问题
I wonder what is the difference between this code that works :
#include <type_traits>
#include <iostream>
template<typename T> using is_ref = std::enable_if_t<std::is_reference_v<T>, bool>;
template<typename T> using is_not_ref = std::enable_if_t<!std::is_reference_v<T>, bool>;
template<typename T, is_ref<T> = true>
void foo(T&&) {
std::cout << "ref" << std::endl;
}
template<typename T, is_not_ref<T> = true>
void foo(T&&) {
std::cout << "not ref" << std::endl;
}
int main() {
int a = 0;
foo(a);
foo(5);
}
and this one that does not work :
#include <type_traits>
#include <iostream>
template<typename T> using is_ref = std::enable_if_t<std::is_reference_v<T>, bool>;
template<typename T> using is_not_ref = std::enable_if_t<!std::is_reference_v<T>, bool>;
template<typename T, typename = is_ref<T>>
void foo(T&&) {
std::cout << "ref" << std::endl;
}
template<typename T, typename = is_not_ref<T>>
void foo(T&&) {
std::cout << "not ref" << std::endl;
}
int main() {
int a = 0;
foo(a);
foo(5);
}
What is the true difference between typename = is_ref<T>
and is_ref<T> = true
?
回答1:
If you remove the default template arguments, it'll become clear what the difference is.

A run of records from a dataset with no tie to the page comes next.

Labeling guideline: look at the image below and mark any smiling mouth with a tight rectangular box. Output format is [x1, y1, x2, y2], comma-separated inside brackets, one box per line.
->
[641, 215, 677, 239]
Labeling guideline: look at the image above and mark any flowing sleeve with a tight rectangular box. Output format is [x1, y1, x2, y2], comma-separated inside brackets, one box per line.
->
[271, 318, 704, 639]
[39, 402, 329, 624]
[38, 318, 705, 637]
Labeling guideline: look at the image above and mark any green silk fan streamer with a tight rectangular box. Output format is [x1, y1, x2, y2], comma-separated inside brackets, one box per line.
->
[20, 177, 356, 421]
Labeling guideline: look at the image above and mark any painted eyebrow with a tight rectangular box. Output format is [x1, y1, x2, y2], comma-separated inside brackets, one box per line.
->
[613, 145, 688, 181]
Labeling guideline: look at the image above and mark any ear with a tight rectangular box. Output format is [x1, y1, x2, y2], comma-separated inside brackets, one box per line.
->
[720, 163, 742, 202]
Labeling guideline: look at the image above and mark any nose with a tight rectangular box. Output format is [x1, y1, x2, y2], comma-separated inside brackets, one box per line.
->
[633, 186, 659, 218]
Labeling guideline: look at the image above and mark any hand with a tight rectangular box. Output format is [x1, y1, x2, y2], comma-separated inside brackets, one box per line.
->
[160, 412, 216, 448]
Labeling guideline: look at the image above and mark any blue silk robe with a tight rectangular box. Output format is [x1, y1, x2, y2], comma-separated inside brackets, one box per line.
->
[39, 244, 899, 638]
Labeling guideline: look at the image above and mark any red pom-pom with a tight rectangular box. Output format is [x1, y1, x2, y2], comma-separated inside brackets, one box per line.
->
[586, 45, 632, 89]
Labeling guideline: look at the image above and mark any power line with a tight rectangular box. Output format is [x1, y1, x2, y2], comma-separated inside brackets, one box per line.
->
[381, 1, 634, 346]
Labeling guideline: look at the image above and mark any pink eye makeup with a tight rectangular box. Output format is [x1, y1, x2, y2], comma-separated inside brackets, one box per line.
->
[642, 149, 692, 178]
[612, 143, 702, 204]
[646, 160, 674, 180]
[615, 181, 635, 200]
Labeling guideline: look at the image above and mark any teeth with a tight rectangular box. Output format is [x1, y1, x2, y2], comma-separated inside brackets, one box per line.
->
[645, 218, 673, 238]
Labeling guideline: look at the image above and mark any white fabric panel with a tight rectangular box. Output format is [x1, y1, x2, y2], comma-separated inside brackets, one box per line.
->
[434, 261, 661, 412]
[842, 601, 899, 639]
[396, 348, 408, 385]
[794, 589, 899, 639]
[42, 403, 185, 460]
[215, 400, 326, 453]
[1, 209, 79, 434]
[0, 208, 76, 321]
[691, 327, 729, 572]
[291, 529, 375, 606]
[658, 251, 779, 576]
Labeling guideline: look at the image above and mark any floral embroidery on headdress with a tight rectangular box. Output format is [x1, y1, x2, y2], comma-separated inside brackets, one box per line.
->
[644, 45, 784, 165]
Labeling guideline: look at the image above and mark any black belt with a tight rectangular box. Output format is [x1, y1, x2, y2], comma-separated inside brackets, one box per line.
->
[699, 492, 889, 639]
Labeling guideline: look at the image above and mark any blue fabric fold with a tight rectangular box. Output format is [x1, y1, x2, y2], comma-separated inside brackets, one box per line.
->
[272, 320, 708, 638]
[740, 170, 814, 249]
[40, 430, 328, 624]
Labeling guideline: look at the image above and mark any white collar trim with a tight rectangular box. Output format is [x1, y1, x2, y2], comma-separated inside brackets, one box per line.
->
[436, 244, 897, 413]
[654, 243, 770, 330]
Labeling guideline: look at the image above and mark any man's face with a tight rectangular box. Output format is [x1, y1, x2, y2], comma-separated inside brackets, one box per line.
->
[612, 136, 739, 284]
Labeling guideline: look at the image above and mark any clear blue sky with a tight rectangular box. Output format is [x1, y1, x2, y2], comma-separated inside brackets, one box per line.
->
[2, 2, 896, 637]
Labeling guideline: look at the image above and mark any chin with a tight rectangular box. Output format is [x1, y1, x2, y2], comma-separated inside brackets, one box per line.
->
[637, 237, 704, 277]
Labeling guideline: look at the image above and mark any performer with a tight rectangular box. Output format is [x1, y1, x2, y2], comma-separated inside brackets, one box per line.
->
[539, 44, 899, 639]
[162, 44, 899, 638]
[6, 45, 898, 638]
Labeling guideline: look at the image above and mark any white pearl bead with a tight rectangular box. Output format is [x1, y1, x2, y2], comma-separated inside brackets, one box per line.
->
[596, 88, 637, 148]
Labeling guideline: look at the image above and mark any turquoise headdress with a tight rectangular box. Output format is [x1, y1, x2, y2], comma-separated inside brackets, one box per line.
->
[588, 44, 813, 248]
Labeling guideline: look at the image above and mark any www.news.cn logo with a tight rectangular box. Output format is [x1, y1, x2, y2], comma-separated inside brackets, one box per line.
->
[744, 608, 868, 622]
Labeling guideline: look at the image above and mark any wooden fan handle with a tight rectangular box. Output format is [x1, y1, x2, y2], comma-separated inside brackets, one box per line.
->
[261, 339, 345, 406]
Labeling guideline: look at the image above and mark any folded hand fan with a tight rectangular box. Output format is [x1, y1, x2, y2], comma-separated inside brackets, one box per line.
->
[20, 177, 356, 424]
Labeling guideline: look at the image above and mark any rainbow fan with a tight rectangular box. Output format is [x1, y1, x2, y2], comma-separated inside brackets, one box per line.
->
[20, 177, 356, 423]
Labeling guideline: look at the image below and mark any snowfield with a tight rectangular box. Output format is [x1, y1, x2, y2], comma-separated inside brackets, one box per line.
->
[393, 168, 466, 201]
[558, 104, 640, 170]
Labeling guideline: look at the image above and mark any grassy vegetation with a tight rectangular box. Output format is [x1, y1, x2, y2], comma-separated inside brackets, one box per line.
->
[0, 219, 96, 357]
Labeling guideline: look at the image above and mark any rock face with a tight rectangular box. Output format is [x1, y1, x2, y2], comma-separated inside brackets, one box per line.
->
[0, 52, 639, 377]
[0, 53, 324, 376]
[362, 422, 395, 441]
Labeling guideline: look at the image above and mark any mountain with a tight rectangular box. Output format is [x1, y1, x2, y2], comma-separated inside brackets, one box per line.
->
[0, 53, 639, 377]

Function declarations cannot differ in just their defaults. This is ill-formed:
void foo(int i = 4);
void foo(int i = 5);
And likewise this is ill-formed:
template <typename T=int> void foo();
template <typename T=double> void foo();
With that in mind, your first case:
template<typename T, is_ref<T>>
void foo(T&&);
template<typename T, is_not_ref<T>>
void foo(T&&);
The two declarations here are unique because the second template parameter differs between the two declarations. The first has a non-type template parameter whose type is std::enable_if_t<std::is_reference_v<T>, bool>
and the second has a non-type template parameter whose type is std::enable_if_t<!std::is_reference_v<T>, bool>
. Those are different types.
Whereas, your second case:
template<typename T, typename>
void foo(T&&);
template<typename T, typename>
void foo(T&&)
This is clearly the same signature - but we've just duplicated it. This is ill-formed.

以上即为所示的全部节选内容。